His two meetings with Syria’s Bashar al-Assad — including a trip to Syria with Rep. Tulsi Gabbard last year — are a seen as a potential major liability in a general election, however. While Kucinich has long been an anti-interventionist and a critic of the US wars in the Middle East, his willingness to meet with Assad is highly unusual for an American politician, against the backdrop of chemical weapon usage and the brutal conventional campaign waged by Assad in Syria’s civil conflict.
In other words, some Ohio Democrats are skeptical that if he were the party’s nominee that he could turn out the voters the party depends on in November, even if he might pick up some crossover voters.
Without Kucinich, Cordray possibly could have served a bit as a bridge between some of the economic populism and the more Obama-aligned Democrats: He’s won statewide twice — treasurer and attorney general — and headed the Warren-inspired CFPB in the wake of the 2008 financial crisis, working under Obama. He’s backed by the AFL-CIO and he has enough of an establishment backing for general election fundraising.
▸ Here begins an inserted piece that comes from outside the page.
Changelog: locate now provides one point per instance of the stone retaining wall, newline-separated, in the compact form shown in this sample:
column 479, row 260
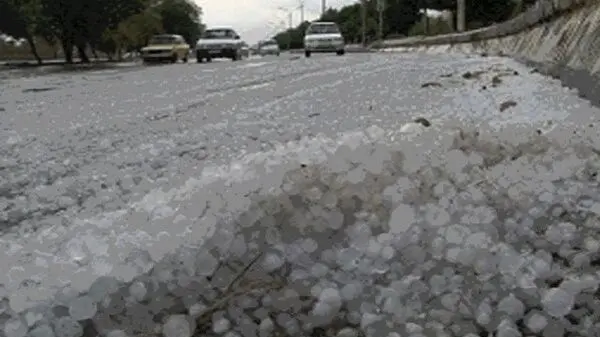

“If you’re seeing him [Obama] on TV a little more these days,” Cordray said to the crowd of students before leading them in a “yes, we can” chant. “It’s because we’re putting him on TV more these days. Last week, Cordray released his first television ad featuring clips of Obama supporting him as the first director of CFPB.
But Kucinich has also prodded Cordray to be more vocal about his stances on issues like gun control. Kucinich has used his F rating from the NRA and Cordray’s A rating the last time he ran for statewide office as attorney general as kindling to light a fire under Cordray. It’s the kind of thing that party insiders in Ohio think is working to Kucinich’s advantage to keep the race as contentious as he can leading up to the primary.
But despite Kucinich’s progressive appeal, some Ohio Democrats are still nervous that he doesn’t have the fundraising prowess or statewide appeal to win. “I just think we need someone with a clean slate to help us win,” said an Ohio Democrat.
What Democrats want to avoid is a repeat of 2014, when the nominee, Ed FitzGerald, netted a dismal 33% of the vote and dragged down a slate of down-ballot races. (It’s not a perfect comparison as FitzGerald’s campaign was plagued by personal scandals.)
“The question for some Democrats is going to boil down to who can win the general election,” said Asher. “Is Kucinich our Donald Trump or our Ed FitzGerald?”